Drawings also can reveal insight into higher-level questions about social interactions, decision making, and morality. Children draw more accurately when their drawings are used as a form of social communication (Light & McEwen, 1987). Children also draw family members differently based on their attachment style (Goldner & Scharf, 2011). Thus, there are clear social influences on drawing even from an early age. Along a similar vein, what differences might emerge when drawing people from different social categories? In a study by Uddenberg and Scholl (2018), when white participants reconstructed a face from memory utilizing an interface that generates virtual faces along a continuum, they tended to reproduce a face as more white that it was. Thus, reconstruction tasks like drawing could unveil subtle biases related to our representations and perceptions of social categories like race and gender. Drawings could also be used to indicate perceptions of different decision-making options or moral choices. For example, we often internalize an intrinsic value for objects, such as tastier foods having high value (Bakkour et al., 2019), and such value differences may appear in drawings of these objects.

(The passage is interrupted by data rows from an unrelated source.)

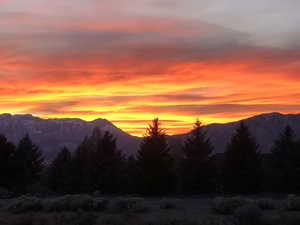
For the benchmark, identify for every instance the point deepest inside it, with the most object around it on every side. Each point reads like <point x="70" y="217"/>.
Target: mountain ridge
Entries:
<point x="54" y="133"/>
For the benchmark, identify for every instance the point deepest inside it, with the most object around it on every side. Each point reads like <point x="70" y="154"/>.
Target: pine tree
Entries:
<point x="28" y="161"/>
<point x="58" y="174"/>
<point x="155" y="162"/>
<point x="243" y="169"/>
<point x="285" y="161"/>
<point x="7" y="150"/>
<point x="109" y="166"/>
<point x="82" y="168"/>
<point x="132" y="175"/>
<point x="198" y="171"/>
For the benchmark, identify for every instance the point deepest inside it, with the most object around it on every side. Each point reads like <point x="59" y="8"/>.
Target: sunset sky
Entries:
<point x="130" y="61"/>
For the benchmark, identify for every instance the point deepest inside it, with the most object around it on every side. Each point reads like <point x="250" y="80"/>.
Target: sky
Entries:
<point x="132" y="61"/>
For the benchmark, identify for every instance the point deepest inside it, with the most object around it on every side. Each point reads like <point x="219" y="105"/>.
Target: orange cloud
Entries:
<point x="134" y="70"/>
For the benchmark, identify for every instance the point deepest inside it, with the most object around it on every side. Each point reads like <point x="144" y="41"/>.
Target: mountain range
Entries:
<point x="52" y="134"/>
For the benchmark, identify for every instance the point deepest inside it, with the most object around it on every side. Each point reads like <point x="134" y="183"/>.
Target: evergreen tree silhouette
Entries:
<point x="155" y="162"/>
<point x="7" y="151"/>
<point x="198" y="171"/>
<point x="285" y="161"/>
<point x="82" y="168"/>
<point x="109" y="166"/>
<point x="59" y="171"/>
<point x="28" y="161"/>
<point x="132" y="175"/>
<point x="243" y="169"/>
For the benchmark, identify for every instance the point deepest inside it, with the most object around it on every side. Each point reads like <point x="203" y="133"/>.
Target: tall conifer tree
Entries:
<point x="243" y="169"/>
<point x="198" y="171"/>
<point x="155" y="162"/>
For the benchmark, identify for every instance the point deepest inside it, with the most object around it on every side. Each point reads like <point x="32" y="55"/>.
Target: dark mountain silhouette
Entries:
<point x="52" y="134"/>
<point x="264" y="127"/>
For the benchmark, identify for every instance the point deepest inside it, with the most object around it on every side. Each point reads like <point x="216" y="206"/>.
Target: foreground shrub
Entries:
<point x="266" y="204"/>
<point x="169" y="203"/>
<point x="216" y="220"/>
<point x="292" y="203"/>
<point x="227" y="206"/>
<point x="129" y="205"/>
<point x="24" y="204"/>
<point x="74" y="203"/>
<point x="249" y="214"/>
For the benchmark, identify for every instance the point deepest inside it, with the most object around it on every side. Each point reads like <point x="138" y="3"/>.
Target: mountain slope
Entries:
<point x="265" y="128"/>
<point x="53" y="134"/>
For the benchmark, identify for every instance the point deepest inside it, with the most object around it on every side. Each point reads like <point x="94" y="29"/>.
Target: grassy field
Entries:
<point x="91" y="210"/>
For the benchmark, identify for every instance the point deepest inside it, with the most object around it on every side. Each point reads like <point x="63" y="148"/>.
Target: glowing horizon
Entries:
<point x="217" y="61"/>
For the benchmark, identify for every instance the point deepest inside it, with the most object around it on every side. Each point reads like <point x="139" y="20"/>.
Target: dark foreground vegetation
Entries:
<point x="97" y="166"/>
<point x="95" y="210"/>
<point x="81" y="188"/>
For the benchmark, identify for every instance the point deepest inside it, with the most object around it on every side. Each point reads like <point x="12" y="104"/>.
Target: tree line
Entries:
<point x="97" y="165"/>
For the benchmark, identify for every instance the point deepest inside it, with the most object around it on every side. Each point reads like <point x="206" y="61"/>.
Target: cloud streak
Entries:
<point x="132" y="63"/>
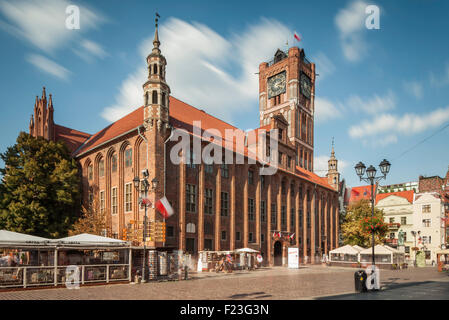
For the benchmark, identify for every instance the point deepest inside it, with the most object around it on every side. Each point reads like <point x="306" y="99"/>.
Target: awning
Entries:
<point x="347" y="249"/>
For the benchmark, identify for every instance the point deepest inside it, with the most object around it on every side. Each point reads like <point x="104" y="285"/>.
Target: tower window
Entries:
<point x="154" y="97"/>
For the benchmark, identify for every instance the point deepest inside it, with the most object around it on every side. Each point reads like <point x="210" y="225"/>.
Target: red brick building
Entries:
<point x="218" y="206"/>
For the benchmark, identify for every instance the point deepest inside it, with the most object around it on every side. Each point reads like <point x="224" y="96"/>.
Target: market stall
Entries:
<point x="247" y="258"/>
<point x="34" y="261"/>
<point x="384" y="256"/>
<point x="344" y="256"/>
<point x="443" y="260"/>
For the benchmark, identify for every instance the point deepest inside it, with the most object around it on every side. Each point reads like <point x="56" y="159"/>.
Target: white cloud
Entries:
<point x="373" y="105"/>
<point x="42" y="23"/>
<point x="324" y="66"/>
<point x="414" y="89"/>
<point x="198" y="60"/>
<point x="386" y="126"/>
<point x="321" y="165"/>
<point x="89" y="50"/>
<point x="350" y="22"/>
<point x="325" y="110"/>
<point x="48" y="66"/>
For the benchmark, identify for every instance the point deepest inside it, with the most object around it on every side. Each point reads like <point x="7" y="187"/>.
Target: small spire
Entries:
<point x="50" y="102"/>
<point x="332" y="152"/>
<point x="156" y="41"/>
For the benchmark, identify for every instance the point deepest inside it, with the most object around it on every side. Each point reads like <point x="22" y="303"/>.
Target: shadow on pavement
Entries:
<point x="433" y="290"/>
<point x="254" y="295"/>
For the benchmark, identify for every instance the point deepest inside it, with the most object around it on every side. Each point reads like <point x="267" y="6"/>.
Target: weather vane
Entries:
<point x="157" y="16"/>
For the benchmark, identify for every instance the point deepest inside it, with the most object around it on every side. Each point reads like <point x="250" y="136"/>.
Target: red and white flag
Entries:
<point x="164" y="207"/>
<point x="146" y="202"/>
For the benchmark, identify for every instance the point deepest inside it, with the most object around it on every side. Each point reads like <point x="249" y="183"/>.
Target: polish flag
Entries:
<point x="164" y="207"/>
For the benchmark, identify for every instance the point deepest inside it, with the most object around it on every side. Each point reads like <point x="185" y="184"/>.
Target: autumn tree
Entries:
<point x="92" y="221"/>
<point x="352" y="228"/>
<point x="40" y="188"/>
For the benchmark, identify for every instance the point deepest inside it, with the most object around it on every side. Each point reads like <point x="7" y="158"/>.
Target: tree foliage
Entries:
<point x="352" y="228"/>
<point x="40" y="189"/>
<point x="92" y="221"/>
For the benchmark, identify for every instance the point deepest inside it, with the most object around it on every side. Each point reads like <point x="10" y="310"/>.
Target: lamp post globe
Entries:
<point x="384" y="167"/>
<point x="360" y="169"/>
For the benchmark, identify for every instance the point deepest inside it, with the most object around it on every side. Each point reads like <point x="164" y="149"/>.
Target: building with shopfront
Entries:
<point x="216" y="206"/>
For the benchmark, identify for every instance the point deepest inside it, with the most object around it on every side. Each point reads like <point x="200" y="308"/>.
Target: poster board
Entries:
<point x="293" y="258"/>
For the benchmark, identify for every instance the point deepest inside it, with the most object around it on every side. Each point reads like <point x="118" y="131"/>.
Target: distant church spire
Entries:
<point x="156" y="42"/>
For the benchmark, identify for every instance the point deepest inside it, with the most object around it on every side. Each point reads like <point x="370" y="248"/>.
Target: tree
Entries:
<point x="40" y="189"/>
<point x="92" y="221"/>
<point x="352" y="228"/>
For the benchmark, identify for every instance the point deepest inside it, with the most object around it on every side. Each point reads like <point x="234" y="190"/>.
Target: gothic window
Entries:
<point x="154" y="97"/>
<point x="190" y="228"/>
<point x="101" y="168"/>
<point x="250" y="209"/>
<point x="114" y="163"/>
<point x="224" y="204"/>
<point x="90" y="172"/>
<point x="128" y="157"/>
<point x="190" y="198"/>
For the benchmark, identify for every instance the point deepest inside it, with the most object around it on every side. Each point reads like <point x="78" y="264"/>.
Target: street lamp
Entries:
<point x="372" y="179"/>
<point x="414" y="234"/>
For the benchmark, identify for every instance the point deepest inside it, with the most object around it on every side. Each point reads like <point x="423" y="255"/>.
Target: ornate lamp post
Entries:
<point x="372" y="179"/>
<point x="144" y="200"/>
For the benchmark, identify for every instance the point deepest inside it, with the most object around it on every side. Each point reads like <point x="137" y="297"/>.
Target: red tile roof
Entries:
<point x="404" y="194"/>
<point x="72" y="138"/>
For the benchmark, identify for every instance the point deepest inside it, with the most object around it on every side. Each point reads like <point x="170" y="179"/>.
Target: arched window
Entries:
<point x="154" y="97"/>
<point x="190" y="228"/>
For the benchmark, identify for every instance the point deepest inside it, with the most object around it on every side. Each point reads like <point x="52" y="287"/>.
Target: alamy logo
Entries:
<point x="372" y="21"/>
<point x="72" y="21"/>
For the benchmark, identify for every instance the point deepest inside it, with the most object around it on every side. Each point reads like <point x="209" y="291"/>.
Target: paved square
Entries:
<point x="311" y="282"/>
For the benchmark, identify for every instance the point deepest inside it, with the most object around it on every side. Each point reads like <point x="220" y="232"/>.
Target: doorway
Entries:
<point x="277" y="253"/>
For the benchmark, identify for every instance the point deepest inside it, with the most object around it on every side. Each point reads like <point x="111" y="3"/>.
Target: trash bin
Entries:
<point x="360" y="281"/>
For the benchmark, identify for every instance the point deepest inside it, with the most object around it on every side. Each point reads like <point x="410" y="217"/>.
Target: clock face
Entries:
<point x="276" y="85"/>
<point x="306" y="86"/>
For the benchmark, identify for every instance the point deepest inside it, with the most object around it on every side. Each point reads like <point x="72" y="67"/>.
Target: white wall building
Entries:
<point x="398" y="214"/>
<point x="428" y="211"/>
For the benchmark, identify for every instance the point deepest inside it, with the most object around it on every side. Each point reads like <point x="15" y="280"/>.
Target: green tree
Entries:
<point x="352" y="231"/>
<point x="40" y="189"/>
<point x="92" y="221"/>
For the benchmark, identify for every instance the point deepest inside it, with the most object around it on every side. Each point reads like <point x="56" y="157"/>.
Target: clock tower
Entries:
<point x="287" y="88"/>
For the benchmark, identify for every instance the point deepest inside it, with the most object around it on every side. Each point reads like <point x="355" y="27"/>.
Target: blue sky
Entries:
<point x="379" y="92"/>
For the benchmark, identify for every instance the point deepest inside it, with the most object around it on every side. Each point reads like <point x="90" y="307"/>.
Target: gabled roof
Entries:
<point x="403" y="194"/>
<point x="72" y="138"/>
<point x="182" y="116"/>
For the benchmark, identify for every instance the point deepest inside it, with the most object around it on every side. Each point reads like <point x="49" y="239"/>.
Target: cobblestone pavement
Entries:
<point x="308" y="282"/>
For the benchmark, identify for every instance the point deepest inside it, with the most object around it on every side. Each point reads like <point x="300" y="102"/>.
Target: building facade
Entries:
<point x="428" y="214"/>
<point x="399" y="215"/>
<point x="217" y="206"/>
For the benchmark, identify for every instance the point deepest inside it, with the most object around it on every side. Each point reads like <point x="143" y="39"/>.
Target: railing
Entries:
<point x="45" y="276"/>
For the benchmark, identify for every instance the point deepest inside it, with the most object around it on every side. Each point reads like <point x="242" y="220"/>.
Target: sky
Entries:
<point x="381" y="93"/>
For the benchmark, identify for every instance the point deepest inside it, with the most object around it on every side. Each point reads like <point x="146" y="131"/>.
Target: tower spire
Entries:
<point x="156" y="42"/>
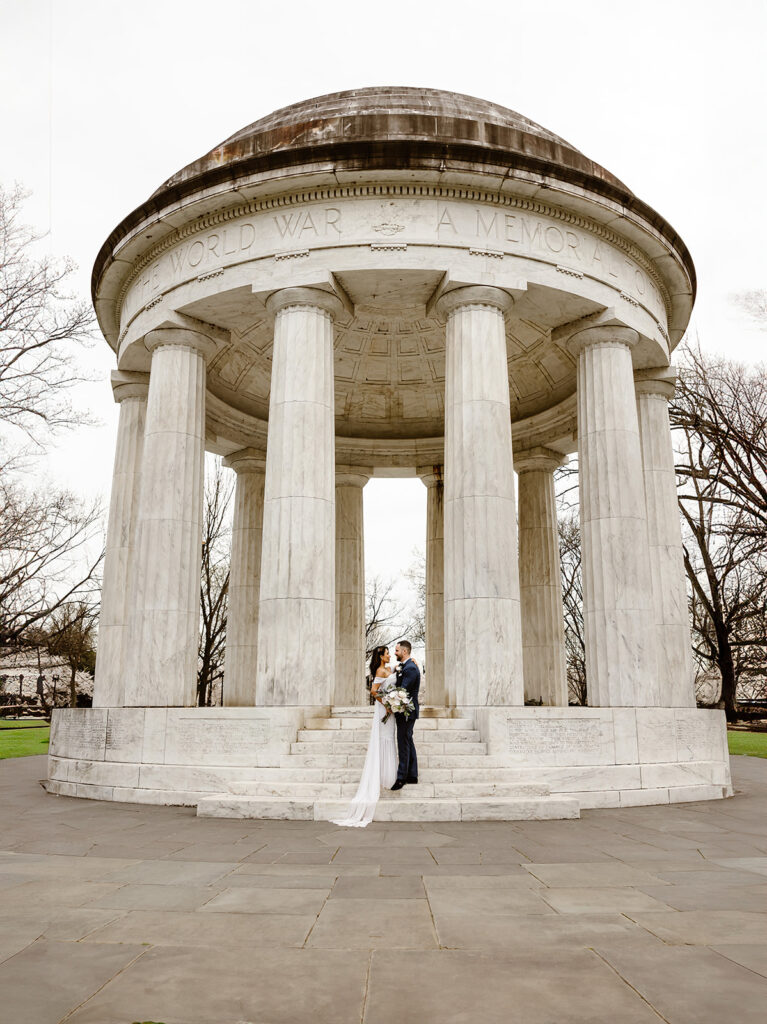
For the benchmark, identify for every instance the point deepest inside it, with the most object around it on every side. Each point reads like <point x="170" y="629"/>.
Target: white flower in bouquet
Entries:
<point x="397" y="700"/>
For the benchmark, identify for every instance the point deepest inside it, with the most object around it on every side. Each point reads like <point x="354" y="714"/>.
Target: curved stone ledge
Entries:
<point x="595" y="757"/>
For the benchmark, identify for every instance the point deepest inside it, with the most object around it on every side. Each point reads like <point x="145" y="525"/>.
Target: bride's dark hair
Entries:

Finally, while drawings of specific shapes are sometimes included in test batteries with patients (the Ray-Osterrich figure to test memory: Shin et al., 2006; the clock-drawing test for spatial neglect: Agrell & Dehlin, 1998), drawings of complex, naturalistic images promise a deeper look into variations in cognitive experience. I have already described work showing separate systems for object and spatial imagery in individuals with aphantasia (Bainbridge et al., 2021a, b). Aphasic patients (individuals with diminished language ability) also show marked deficits in drawing objects from memory, correlated with diminished language abilities (Gainotti et al., 1983). Performance on a clock drawing test can also differentiate healthy elderly adults from those with Alzheimer’s disease (Cahn et al., 1996). Thus, in many ways, deficits may be reflected in one’s drawings, as drawing requires an interwoven combination of many cognitive abilities.

Conclusions

While drawing has often been regarded as a noisy task, delegated mostly to test batteries in the clinical domain and historic studies before the advent of computers, there is much untapped potential in drawing as a rich, informative behavioral measure. Leveraging modern methods of large-scale online experiments, crowd-sourcing, and high quantification through computer vision and pen-tracking, new drawing experiments have already revealed exciting insights about memory, perception, and attention, and promise to answer plentiful questions across psychology. This tutorial serves as a basis to equip any researcher—regardless of programming knowledge—with the tools to conduct high-quality drawing experiments, and be aware of the big picture questions one must keep in mind when running these studies. With this, we will be better able to draw out the mental representations in people.